This archive report was first published on 6 July 2019.
Located in Bavaria, Germany, Augsburg boasts a 2,000-year-old water system that has provided clean drinking water and sanitation since the Middle Ages.
As of 2019, the old town centre of Augsburg, situated on Germany's Romantic Road, features over 500 bridges, more than in Venice, according to the city.
"The history of water in Augsburg is linked to the cultural and artistic wealth of this city," said Thomas Weitzel, the city's cultural affairs director, in an interview with AFP on 2019-07-06.
"Augsburg considered water such a precious asset that it has always sought to protect it," Weitzel added.
Engineers in Augsburg were European forerunners in damming and redirecting river water from the Lech, Wertach, and Singold streams.
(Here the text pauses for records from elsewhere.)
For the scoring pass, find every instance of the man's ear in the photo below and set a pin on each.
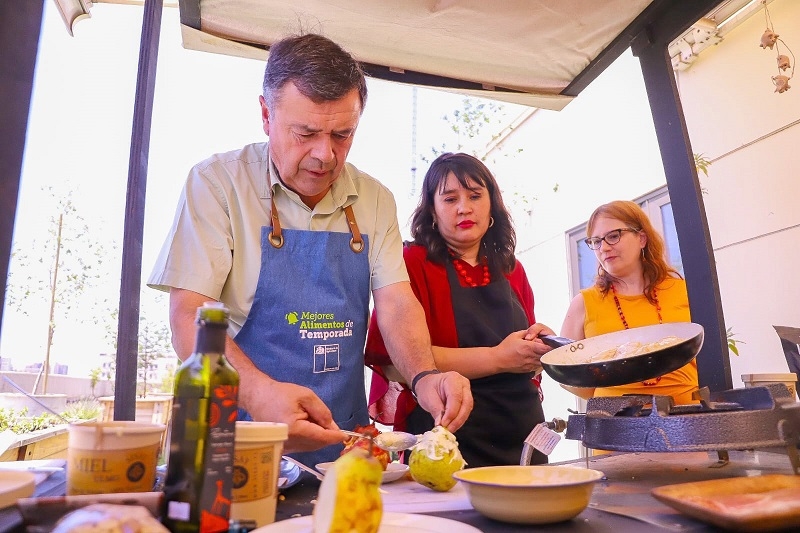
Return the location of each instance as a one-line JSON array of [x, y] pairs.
[[264, 114]]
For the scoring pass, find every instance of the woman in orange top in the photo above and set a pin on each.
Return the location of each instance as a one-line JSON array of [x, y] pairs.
[[634, 287]]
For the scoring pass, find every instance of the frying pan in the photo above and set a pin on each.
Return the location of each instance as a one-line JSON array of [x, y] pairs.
[[568, 362]]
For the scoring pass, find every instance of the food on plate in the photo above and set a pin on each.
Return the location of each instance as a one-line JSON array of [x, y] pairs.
[[349, 499], [435, 458], [629, 349], [774, 501], [109, 518], [355, 443]]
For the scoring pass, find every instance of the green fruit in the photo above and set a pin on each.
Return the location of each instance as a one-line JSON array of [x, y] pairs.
[[435, 458], [349, 499]]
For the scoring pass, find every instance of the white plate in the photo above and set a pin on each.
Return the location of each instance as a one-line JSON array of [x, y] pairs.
[[15, 485], [391, 523], [393, 472]]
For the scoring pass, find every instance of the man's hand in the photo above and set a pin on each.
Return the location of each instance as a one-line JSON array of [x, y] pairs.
[[311, 425], [447, 397]]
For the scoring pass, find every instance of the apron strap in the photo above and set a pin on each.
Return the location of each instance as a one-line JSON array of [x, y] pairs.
[[356, 243], [275, 236]]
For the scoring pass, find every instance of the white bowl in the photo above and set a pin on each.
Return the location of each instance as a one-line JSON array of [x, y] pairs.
[[393, 472], [529, 494]]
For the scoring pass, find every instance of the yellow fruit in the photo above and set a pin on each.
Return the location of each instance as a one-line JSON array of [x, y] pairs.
[[434, 459], [349, 499]]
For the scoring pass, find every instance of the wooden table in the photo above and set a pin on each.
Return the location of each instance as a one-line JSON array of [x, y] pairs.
[[621, 502]]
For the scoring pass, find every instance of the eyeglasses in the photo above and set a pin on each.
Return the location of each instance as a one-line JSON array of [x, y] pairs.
[[612, 237]]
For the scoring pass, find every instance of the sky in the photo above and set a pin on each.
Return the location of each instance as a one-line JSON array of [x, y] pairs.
[[79, 140]]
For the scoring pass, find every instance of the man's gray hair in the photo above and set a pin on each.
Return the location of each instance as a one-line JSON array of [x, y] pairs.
[[320, 69]]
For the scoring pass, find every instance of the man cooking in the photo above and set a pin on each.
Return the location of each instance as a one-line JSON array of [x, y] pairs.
[[293, 239]]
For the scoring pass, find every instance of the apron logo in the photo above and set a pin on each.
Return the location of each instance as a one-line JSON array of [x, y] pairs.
[[322, 326]]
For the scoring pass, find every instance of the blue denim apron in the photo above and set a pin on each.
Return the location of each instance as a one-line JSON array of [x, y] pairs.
[[308, 321]]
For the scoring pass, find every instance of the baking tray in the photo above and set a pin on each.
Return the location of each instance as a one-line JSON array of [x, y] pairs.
[[759, 503]]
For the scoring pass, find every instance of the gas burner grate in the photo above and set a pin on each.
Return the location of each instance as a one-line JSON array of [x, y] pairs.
[[736, 419]]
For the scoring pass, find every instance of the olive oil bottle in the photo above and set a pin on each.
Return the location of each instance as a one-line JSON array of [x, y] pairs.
[[197, 489]]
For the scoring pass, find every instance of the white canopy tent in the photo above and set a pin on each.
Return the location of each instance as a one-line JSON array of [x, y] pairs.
[[541, 53]]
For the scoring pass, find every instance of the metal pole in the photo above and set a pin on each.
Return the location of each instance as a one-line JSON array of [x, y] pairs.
[[20, 27], [128, 327]]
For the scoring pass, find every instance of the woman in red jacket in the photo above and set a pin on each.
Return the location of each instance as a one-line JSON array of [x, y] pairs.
[[479, 310]]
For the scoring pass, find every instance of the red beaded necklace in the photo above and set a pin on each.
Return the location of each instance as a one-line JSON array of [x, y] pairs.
[[648, 382], [462, 271]]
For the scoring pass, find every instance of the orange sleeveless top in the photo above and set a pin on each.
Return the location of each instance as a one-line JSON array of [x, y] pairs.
[[602, 317]]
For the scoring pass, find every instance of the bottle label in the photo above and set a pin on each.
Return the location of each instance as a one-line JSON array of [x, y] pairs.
[[215, 501], [254, 474]]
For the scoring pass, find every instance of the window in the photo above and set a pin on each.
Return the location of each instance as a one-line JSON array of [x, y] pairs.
[[582, 262]]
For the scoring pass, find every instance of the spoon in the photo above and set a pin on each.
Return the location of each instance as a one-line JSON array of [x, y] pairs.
[[391, 441]]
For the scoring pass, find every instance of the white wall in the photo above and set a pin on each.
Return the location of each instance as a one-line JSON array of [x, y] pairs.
[[752, 194], [603, 147]]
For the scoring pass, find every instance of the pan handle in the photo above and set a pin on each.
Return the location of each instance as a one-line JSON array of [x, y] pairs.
[[554, 341]]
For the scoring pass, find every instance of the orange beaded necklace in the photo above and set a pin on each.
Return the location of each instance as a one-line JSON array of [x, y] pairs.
[[648, 382]]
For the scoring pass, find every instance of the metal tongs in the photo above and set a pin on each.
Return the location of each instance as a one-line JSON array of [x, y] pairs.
[[391, 441]]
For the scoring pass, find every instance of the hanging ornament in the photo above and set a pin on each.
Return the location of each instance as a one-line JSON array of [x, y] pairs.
[[770, 39]]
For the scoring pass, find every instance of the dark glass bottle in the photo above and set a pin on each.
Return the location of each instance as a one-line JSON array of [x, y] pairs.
[[197, 489]]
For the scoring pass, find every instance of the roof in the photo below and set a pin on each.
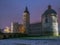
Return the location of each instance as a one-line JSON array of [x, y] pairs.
[[49, 11]]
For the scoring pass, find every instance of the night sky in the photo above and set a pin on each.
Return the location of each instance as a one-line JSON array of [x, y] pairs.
[[12, 10]]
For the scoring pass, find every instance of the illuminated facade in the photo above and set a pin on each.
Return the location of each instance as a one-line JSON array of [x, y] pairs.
[[26, 20], [49, 22], [7, 30]]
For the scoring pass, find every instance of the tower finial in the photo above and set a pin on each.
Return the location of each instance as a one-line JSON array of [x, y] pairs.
[[26, 10], [49, 6]]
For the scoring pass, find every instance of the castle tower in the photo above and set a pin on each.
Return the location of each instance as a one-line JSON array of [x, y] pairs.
[[49, 22], [26, 20]]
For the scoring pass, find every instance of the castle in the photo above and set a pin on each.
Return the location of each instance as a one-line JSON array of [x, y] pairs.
[[47, 26]]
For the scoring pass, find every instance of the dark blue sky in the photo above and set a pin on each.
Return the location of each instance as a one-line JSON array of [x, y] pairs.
[[12, 10]]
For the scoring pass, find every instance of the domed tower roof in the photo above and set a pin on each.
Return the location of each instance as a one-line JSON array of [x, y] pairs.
[[26, 10], [49, 11]]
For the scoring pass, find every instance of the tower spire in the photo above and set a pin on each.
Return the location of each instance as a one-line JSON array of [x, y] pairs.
[[26, 10], [49, 6]]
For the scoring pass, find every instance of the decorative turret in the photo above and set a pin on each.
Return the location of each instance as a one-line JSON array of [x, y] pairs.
[[26, 20]]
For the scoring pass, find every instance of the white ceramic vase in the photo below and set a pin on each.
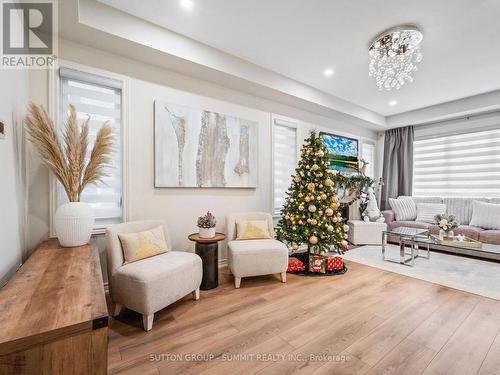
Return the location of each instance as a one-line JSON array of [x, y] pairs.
[[73, 223], [206, 232]]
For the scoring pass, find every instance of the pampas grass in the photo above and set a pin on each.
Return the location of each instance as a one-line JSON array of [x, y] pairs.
[[67, 160]]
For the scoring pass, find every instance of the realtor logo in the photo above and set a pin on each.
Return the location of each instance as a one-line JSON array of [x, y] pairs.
[[28, 34]]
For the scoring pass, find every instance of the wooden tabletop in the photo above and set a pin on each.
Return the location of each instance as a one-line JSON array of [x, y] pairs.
[[57, 289], [218, 237]]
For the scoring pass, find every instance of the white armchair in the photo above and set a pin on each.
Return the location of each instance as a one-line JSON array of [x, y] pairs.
[[150, 284], [254, 257]]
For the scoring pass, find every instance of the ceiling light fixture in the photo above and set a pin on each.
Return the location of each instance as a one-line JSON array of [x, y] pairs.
[[328, 72], [188, 4], [394, 56]]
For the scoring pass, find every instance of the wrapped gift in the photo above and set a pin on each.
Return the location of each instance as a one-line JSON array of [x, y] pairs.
[[295, 265], [317, 263], [334, 263]]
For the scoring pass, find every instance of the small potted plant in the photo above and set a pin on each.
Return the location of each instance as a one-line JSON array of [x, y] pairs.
[[447, 225], [206, 225]]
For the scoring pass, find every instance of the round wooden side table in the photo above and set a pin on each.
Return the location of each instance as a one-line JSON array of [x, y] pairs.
[[208, 250]]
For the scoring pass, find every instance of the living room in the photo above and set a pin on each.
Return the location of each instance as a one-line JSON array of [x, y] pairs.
[[251, 187]]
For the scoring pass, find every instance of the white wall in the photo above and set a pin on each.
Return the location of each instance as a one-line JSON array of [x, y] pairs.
[[178, 206], [13, 102]]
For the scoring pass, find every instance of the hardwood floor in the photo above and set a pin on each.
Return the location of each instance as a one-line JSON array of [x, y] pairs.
[[368, 321]]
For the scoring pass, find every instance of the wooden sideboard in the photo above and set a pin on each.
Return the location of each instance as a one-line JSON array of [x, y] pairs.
[[54, 318]]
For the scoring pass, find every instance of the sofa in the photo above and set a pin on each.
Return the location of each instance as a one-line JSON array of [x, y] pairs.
[[461, 208]]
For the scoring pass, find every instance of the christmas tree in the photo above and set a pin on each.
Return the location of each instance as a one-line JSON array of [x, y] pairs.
[[311, 212]]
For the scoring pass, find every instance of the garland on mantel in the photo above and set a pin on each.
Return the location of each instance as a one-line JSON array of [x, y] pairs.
[[351, 186]]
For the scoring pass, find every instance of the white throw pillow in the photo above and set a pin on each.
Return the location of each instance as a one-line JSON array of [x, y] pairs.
[[485, 215], [404, 208], [427, 211]]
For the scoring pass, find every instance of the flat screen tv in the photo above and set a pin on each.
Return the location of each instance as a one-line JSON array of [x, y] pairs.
[[343, 152]]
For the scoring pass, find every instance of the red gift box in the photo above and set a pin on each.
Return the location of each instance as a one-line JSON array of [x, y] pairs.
[[295, 265], [334, 263]]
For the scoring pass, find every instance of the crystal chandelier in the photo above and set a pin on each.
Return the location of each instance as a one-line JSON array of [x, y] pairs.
[[394, 56]]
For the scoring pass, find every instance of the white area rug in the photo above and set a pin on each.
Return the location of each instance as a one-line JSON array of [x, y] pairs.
[[467, 274]]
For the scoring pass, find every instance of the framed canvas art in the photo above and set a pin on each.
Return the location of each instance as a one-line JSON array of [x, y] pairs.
[[200, 148], [343, 152]]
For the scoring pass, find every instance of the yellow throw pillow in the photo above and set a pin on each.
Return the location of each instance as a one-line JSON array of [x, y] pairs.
[[137, 246], [252, 230]]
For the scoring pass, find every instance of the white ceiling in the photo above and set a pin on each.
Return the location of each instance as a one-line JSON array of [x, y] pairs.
[[299, 39]]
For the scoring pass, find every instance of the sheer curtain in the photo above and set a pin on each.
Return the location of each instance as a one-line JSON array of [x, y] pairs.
[[398, 164]]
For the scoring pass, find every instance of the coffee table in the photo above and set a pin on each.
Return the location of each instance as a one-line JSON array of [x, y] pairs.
[[413, 236]]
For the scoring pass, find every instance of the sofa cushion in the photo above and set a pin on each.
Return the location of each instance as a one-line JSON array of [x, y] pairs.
[[427, 211], [486, 215], [257, 257], [154, 283], [490, 236], [461, 208], [409, 224], [257, 246], [404, 208]]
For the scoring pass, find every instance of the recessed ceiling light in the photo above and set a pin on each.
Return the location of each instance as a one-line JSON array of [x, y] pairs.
[[328, 72], [188, 4]]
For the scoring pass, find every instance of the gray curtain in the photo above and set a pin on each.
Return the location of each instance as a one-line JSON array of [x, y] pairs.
[[398, 164]]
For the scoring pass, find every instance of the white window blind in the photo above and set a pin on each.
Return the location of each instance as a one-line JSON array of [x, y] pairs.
[[368, 155], [285, 161], [99, 99], [463, 165]]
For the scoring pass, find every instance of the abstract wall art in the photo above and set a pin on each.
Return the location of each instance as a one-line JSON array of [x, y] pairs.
[[201, 148]]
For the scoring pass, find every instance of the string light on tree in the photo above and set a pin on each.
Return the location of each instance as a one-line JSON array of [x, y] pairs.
[[312, 198]]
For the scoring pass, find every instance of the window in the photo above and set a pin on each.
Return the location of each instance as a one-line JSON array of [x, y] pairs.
[[464, 165], [284, 160], [368, 155], [100, 99]]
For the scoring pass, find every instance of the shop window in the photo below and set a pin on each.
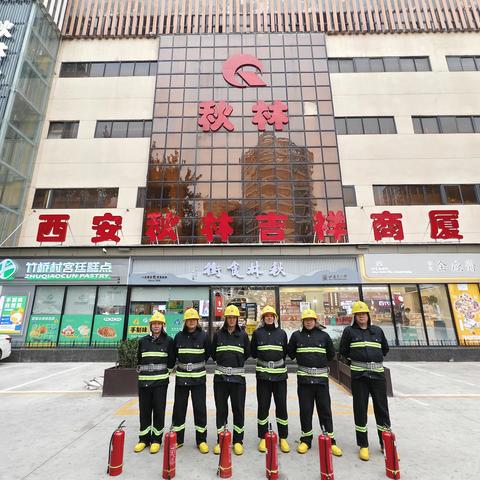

Water flowed via an aqueduct and into water towers from 1416, making the waterworks at the city's Red Gate the oldest in Germany and central Europe.
The water system also featured ornamental fountains, including the Mercury and Hercules fountains, and supplied water to the Stadtmetzg, the city's butchers house, where it helped cool meat and dispose of waste.
Later, water power was used for industry, driving mills and pumping stations as Augsburg became a centre of textile and paper production.
With the Industrial Revolution in the 19th century, the city saw the creation of the first large hydroelectric power plant at nearby Wolfzahnau.
One of the waterways, the Ice Canal, was designed to keep free floating ice from entering the city and became the world's first artificially created whitewater canoe course in 1970, used for the 1972 Olympics.